There is a line here which is difficult to translate: “grace upon grace.” Alternatively we may have “grace in place of grace.” We can bear the glory of God now, mediated through Jesus Christ, because we have received this “grace upon grace,” but why have we received this? Here, I think, is the hint for how to understand “grace upon grace”: “For the law was given through Moses; grace and truth came through Jesus Christ.” We have received, as it were, a new grace in place of the old. There was a grace to the law of Moses, where animal sacrifices took our place, but now that has been surpassed by the grace and truth of Jesus Christ, who died "once for all." We can now see God in Jesus, the Son who is God.
This text bears no commands, nor even any explicit offer. It is simply news: the Messiah has come! We may ignore him or receive him, but his light is unstoppable.
There are some lessons we may draw from this text, however. Three principles I would like to make explicit: God's grace is God's business; God's goodness advances in darkness; and The fundamental logic of this world is a God who is full of grace and truth.
God's grace is God's business and we can neither procure it for ourselves nor stop it.
We have no right to grace. Rather, we who receive Christ are freely given the privilege of being children of God. We did not attain this through intellect or luck or even compassion, but by the will of God working through whatever means he saw fit. When we pray "bind my wandering heart to these" we are praying for what we need and what God promises to his chosen ones.
God's goodness advances in darkness.
This is, perhaps, the central message of Christmas. After the Jews were quite thoroughly subjugated, having already tried to free themselves, and as they were being imposed upon by Ceaser, after 400 years of silence, God sent, not another prophet, not a judge or a king or a priest, but all of these rolled into one and more: the Messiah, God himself, the fulfillment of all his promises to Israel. This is a lens for watching current events in hope: what bright light will penetrate such a dark shadow? This is the answer to the problem of evil: God became flesh and dwelt among us, suffered for us, to put an end to evil. It is also the backdrop to how I live with depression and all sorts of evils I have seen. "He comes to make his blessings known, far as the curse is found"

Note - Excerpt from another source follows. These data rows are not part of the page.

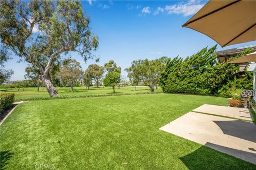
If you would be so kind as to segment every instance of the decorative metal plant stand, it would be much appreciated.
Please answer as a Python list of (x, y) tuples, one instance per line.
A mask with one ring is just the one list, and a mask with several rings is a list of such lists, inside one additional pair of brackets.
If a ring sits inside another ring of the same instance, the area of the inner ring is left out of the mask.
[(241, 97), (244, 98), (244, 108), (247, 108), (247, 101), (248, 98), (252, 96), (253, 91), (244, 90), (241, 92)]

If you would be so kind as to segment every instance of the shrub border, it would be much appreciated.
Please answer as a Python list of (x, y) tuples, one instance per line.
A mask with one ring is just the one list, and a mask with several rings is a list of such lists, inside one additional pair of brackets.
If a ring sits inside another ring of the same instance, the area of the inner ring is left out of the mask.
[(131, 94), (100, 94), (100, 95), (78, 95), (78, 96), (69, 96), (62, 95), (59, 97), (51, 98), (50, 97), (33, 97), (30, 98), (20, 99), (19, 100), (15, 100), (15, 101), (23, 101), (23, 100), (54, 100), (54, 99), (71, 99), (77, 98), (90, 98), (90, 97), (108, 97), (108, 96), (117, 96), (124, 95), (146, 95), (146, 94), (162, 94), (162, 91), (159, 92), (141, 92)]

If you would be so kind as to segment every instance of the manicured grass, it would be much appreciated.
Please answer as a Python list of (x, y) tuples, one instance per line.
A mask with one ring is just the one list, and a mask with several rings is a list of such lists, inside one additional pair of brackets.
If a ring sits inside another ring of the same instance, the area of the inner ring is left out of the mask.
[(1, 125), (6, 169), (255, 169), (256, 166), (158, 129), (228, 99), (151, 94), (37, 100)]
[[(59, 95), (61, 96), (78, 96), (83, 95), (105, 95), (111, 94), (113, 92), (112, 87), (102, 87), (96, 88), (96, 87), (91, 87), (89, 90), (86, 90), (85, 87), (78, 87), (74, 88), (74, 92), (71, 92), (70, 87), (57, 87)], [(49, 95), (45, 88), (40, 88), (40, 91), (37, 91), (37, 88), (29, 87), (25, 88), (24, 91), (20, 88), (19, 91), (18, 88), (9, 89), (7, 92), (14, 92), (15, 94), (15, 100), (29, 100), (34, 99), (33, 98), (50, 98)], [(42, 91), (42, 90), (43, 91)], [(159, 88), (155, 89), (156, 92), (162, 91), (162, 89)], [(5, 89), (0, 89), (1, 92), (6, 92)], [(118, 87), (115, 88), (116, 94), (133, 94), (140, 93), (143, 92), (150, 92), (150, 88), (146, 86), (137, 87), (137, 90), (134, 90), (133, 87), (121, 87), (118, 89)]]

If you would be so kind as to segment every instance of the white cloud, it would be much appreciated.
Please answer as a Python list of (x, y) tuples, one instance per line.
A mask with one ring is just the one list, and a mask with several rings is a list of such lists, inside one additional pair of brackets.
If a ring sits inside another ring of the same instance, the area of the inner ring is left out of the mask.
[(34, 26), (33, 29), (32, 30), (32, 32), (36, 33), (38, 32), (39, 32), (38, 25), (35, 24), (35, 26)]
[(150, 52), (150, 54), (161, 54), (162, 52)]
[(92, 5), (92, 2), (93, 0), (86, 0), (90, 5)]
[(154, 15), (157, 15), (160, 12), (163, 13), (164, 12), (164, 9), (162, 7), (158, 7), (155, 12), (153, 13)]
[(113, 1), (108, 1), (108, 2), (109, 3), (109, 4), (110, 4), (111, 5), (113, 5), (114, 4), (114, 2)]
[[(33, 21), (31, 19), (29, 19), (29, 22), (30, 23), (32, 22)], [(28, 27), (30, 27), (30, 24), (29, 23), (29, 22), (28, 21), (27, 22), (27, 24), (29, 26)], [(38, 29), (38, 24), (37, 24), (36, 23), (35, 24), (35, 25), (34, 25), (33, 29), (32, 29), (32, 32), (33, 33), (36, 33), (36, 32), (38, 32), (39, 31), (40, 31)]]
[(164, 10), (168, 14), (183, 14), (187, 16), (195, 14), (204, 5), (200, 1), (190, 0), (185, 4), (166, 5)]
[(148, 14), (150, 13), (150, 7), (149, 6), (144, 7), (141, 11), (141, 13), (145, 14)]
[(105, 4), (105, 5), (103, 5), (102, 9), (107, 9), (107, 8), (109, 8), (109, 7), (110, 7), (109, 6)]
[(133, 6), (133, 5), (132, 5), (131, 4), (128, 4), (126, 5), (126, 7), (127, 7), (127, 9), (128, 10), (134, 10), (134, 9), (138, 10), (138, 9), (140, 8), (141, 7), (141, 5)]
[[(181, 2), (172, 5), (167, 5), (165, 7), (158, 6), (153, 12), (154, 15), (156, 15), (161, 13), (165, 13), (169, 14), (182, 14), (185, 16), (195, 14), (204, 5), (204, 3), (200, 1), (190, 0), (187, 2)], [(150, 12), (150, 7), (147, 6), (142, 9), (142, 13), (146, 14)], [(142, 16), (141, 14), (139, 15)]]

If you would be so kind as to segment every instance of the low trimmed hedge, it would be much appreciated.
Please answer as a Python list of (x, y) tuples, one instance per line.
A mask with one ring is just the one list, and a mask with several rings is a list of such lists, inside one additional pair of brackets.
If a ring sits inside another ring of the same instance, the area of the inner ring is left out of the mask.
[(14, 94), (3, 93), (0, 94), (0, 111), (10, 108), (14, 100)]
[(78, 96), (68, 96), (68, 95), (61, 95), (59, 97), (33, 97), (25, 99), (19, 99), (17, 101), (22, 100), (52, 100), (52, 99), (71, 99), (76, 98), (87, 98), (87, 97), (107, 97), (107, 96), (124, 96), (124, 95), (146, 95), (146, 94), (162, 94), (163, 92), (140, 92), (131, 94), (99, 94), (99, 95), (78, 95)]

The fundamental logic of this world is a God who is full of grace and truth.
Notice that there are not two principles: one of grace, one of truth, but a single, personal, unified, creative being full of both grace and truth bound together. Perfect grace and perfect truth are inseparable in the person of Jesus. However we speak, let us aspire to this glorious example, and when we think, let us likewise exercise grace lest we fall into falsehood. This is, to my mind, the basis of true Christian apologetics: we are to be full of grace and truth toward others, elaborating the truth of the gospel graciously and the grace of the gospel truthfully.
So, if we are looking to apply this text to our lives, we can take these principles up as a lens, but the first thing to do is simpler and harder: hear and believe, trust Jesus to be the source of life and final, divine mediator between us and God, who makes God known in human flesh, who sets us right with God that we might behold his glory. This should excite us! This awesome God who ranks before us all, who created all that was made, he condescends to be human, to live in this world of sin, to take up all that is wrong in us and in our world, that in his death sin and death might die, and in his life we might live!